Sensitive Quantification of Therapeutic Oligonucleotides Extracted from Plasma

Importance of the Topic

Advances in antisense oligonucleotides (ASO) and siRNA therapies are unlocking new treatment options for previously undruggable targets. Sensitive and specific bioanalytical methods are essential to track pharmacokinetics, metabolism, impurities and ensure safety and efficacy in clinical and preclinical studies.

Objectives and Study Overview

This study aimed to develop and validate a robust, high-sensitivity LC-MS/MS assay for quantifying a fully phosphorothioated 20-mer ASO in human plasma. The method leverages the SCIEX QTRAP 6500+ system to achieve a low limit of quantification and broad dynamic range.

Materials and Methods

Sample Preparation

• Double liquid–liquid extraction using phenol:chloroform:isoamyl alcohol and chloroform
• Addition of Tris-HCl, EDTA and ammonium hydroxide for protein removal
• Drying and reconstitution in water with EDTA

Chromatography

• Agilent 1290 Infinity UHPLC with Phenomenex Oligo-XT column (2.1×50 mm, 2.6 μm)
• Mobile phases: 15 mM DIEA/100 mM HFIP in water and in methanol
• Gradient from 15% to 90% organic, 300 μL/min flow, column at 60 °C

Mass Spectrometry

• QTRAP 6500+ with IonDrive Turbo V source operated in negative mode
• Source gases and voltages optimized for minimal in-source degradation
• Information dependent acquisition using EMS to select precursors and EPI for product ion identification
• MRM transitions optimized for the −10 and −9 charge states

Data Processing

• Analyst and SCIEX OS-Q Software for method development and quantification
• Linear regression with 1/x2 weighting for calibration

Used Instrumentation

• SCIEX QTRAP 6500+ LC-MS/MS system with IonDrive QJet Ion Guide and linear ion trap functionality
• Agilent 1290 Infinity UHPLC
• Phenomenex Clarity Oligo-XT column

Main Results and Discussion

• Charge states from −4 to −11 were observed; the −10 and −9 charge states provided the highest signal for MRM selection.
• Enhanced product ion (EPI) scans delivered 6- to 15-fold improvements in sensitivity and superior resolution compared to standard product ion scans.
• Sodium adduct formation was limited (~2%), indicating effective system cleanliness.
• Three MRM transitions (716.6→392.1, 716.6→319.1, 716.6→733.3 for −10 state) were chosen following collision energy optimization.
• Calibration range of 0.2–1000 ng/mL achieved across 3.5 orders of magnitude (r = 0.995).
• LLOQ of 0.2 ng/mL demonstrated accuracy within ±15% and precision below 20%.
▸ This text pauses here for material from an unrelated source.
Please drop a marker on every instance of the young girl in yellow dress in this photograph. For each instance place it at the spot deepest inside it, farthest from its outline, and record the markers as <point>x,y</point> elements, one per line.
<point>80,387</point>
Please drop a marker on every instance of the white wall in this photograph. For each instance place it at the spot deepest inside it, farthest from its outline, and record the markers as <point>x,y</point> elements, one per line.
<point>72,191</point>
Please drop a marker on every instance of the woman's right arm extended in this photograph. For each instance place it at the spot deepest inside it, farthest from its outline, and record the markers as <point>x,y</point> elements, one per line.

Benefits and Practical Applications

• Offers superior specificity over hybridization assays by distinguishing full-length oligonucleotide, metabolites and impurities
• Broad dynamic range accommodates low-level exposure studies and high-dose pharmacokinetics
• Rapid on-column optimization accelerates method development in support of drug discovery and preclinical research

Future Trends and Potential Applications

• Integration of ultra-high resolution MS and nano-flow chromatography for even lower LLOQs
• Implementation of automated sample prep and high-throughput workflows
• Expansion to multiplexed quantification of multiple oligonucleotides and their metabolites
• Application of machine learning for deeper spectral deconvolution and adduct prediction

Conclusion

The validated QTRAP 6500+ LC-MS/MS assay delivers a robust, sensitive and specific platform for ASO quantification in plasma, achieving sub-nanogram limits and a wide dynamic range. This approach supports the growing demand for precise bioanalysis of oligonucleotide therapeutics.

References

1. Iwamoto N et al. Control of phosphorothioate stereochemistry substantially increases the efficacy of antisense oligonucleotides. Nat Biotechnol. 2017;35(9):845-851.